After various scrapes and misadventures, the great crisis of Double’s early life happens in November 1688, “just the Week after the King landed at Torbay”:

I had eat nothing all day, and had not a Farthing in my Pocket, but knew an Ale-house where I could have Credit for a black Pudding and a Pot of Ale; thither I stole about six at Night, and found sitting at the Kitchin-Fire, smoaking his Pipe, an Essex Gentleman, who . . . had been drinking the Prince of Orange’s Health.
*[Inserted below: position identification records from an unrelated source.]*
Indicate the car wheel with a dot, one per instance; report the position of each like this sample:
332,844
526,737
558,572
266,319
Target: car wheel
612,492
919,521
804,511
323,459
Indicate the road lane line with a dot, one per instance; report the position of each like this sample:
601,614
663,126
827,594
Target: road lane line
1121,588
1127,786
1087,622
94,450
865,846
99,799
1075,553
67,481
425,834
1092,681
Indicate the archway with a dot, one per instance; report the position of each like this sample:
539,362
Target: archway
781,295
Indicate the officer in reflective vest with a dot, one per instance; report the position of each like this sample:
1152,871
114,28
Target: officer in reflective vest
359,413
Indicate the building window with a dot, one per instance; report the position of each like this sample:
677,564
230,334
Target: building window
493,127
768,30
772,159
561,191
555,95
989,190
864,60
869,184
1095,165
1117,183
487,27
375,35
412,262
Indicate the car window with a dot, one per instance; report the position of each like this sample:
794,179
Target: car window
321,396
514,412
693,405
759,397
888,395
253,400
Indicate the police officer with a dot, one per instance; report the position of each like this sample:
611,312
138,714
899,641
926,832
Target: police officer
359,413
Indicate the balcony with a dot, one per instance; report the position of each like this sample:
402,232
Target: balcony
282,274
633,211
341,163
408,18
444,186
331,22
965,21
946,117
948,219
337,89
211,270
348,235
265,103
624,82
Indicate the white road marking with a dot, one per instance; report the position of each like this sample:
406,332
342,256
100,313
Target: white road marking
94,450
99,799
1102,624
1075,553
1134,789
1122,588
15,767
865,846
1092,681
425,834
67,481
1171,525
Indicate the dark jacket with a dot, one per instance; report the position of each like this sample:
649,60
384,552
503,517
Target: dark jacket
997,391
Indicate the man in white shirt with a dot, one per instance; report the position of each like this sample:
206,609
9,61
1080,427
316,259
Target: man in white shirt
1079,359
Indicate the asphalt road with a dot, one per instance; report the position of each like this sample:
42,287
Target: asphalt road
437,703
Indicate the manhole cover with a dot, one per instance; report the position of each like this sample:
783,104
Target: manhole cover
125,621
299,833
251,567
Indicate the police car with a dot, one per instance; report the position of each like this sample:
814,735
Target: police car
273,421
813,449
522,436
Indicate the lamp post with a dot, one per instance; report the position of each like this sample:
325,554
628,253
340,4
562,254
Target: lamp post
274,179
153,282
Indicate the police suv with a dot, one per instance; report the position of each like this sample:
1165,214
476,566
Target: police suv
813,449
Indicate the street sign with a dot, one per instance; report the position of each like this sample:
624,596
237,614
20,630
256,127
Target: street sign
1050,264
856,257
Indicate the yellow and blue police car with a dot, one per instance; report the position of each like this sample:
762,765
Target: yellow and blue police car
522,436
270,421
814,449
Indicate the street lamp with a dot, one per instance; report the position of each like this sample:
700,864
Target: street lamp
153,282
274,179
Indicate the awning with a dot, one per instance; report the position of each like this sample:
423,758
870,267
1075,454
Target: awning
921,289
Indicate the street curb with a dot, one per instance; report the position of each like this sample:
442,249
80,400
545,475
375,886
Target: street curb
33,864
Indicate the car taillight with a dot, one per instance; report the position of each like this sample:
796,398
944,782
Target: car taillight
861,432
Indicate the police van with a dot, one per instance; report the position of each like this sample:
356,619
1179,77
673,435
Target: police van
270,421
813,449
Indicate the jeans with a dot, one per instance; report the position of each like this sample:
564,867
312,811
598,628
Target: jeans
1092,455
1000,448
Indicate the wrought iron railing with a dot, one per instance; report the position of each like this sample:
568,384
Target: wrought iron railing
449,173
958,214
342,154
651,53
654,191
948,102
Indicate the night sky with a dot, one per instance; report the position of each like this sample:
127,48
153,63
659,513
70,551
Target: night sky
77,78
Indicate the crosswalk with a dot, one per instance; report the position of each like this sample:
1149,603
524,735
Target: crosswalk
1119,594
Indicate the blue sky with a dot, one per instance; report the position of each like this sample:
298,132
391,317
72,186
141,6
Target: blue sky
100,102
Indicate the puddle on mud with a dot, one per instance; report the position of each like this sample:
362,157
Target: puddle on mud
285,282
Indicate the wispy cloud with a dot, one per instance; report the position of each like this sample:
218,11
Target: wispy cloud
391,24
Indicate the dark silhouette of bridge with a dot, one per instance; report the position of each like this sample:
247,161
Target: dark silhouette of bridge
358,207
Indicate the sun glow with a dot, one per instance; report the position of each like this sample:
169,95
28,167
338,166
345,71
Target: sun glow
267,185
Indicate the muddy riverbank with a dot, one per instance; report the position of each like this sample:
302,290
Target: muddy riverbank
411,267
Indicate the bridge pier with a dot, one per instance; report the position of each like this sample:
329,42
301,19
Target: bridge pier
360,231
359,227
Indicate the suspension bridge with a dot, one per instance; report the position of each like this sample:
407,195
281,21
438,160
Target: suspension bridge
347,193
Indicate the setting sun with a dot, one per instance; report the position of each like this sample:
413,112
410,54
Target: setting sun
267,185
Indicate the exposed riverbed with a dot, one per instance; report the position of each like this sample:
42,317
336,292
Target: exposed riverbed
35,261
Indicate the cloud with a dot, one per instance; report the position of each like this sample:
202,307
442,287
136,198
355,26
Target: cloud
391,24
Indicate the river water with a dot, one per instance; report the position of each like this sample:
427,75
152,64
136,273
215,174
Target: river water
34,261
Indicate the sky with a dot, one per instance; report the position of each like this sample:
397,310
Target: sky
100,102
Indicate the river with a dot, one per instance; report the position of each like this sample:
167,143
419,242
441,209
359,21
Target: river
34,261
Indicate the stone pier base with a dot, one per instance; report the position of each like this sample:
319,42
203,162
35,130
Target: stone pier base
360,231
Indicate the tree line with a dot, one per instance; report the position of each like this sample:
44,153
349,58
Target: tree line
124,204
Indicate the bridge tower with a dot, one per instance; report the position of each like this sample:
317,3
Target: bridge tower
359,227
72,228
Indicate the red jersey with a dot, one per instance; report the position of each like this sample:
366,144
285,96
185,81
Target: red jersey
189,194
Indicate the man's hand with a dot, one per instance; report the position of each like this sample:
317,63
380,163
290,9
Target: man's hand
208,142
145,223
This is the significantly-named Mr Aletope, whom Double then proceeds to get drunk on the unfamiliar drink of wine and cheat at backgammon by means of loaded dice. Double wins 200 pounds, which the honest Aletope pays at once “from his scrutore”, and this is the seed from which Double grows his monstrous fortune:

And now I am at my Ease, I have my Country-House, where I keep my Whore as fine as an Empress: You know how I am lodg’d in Town, where I am serv’d all in Plate. I have my French Cook, and Wax-Candles; no Butchers Meat comes upon my Table; I drink nothing but Hermitage, Champagne, and Burgundy: Cahors Wine has hardly admittance to my side-board; my very Footmen scorn French Claret.

The implicit rankings of French wine in this passage are interesting. Hermitage has precedence. It is still, of course, one of the most notable wines of France, particularly in vintages such as 1978 or 1990; but even the most committed advocates of the Northern Rhone would hesitate to place it first. Champagne and Burgundy — no surprises there. But Cahors? Now, if drunk at all, then experimented with largely on the strength of the myth of the “black” wine said to have been made there in the distant past. Today’s Cahors shows little affinity with the heroic wines attributed to the region. But clearly Tom Double will tolerate it on occasion. Most striking of all perhaps is the contempt for claret, the finest examples of which are now by far the most expensive French wines, thanks to the Chinese and their unreasoning veneration of Chateau Lafite.

So what did Blair and Brown drink at the infamous Granita dinner? I think we should be told.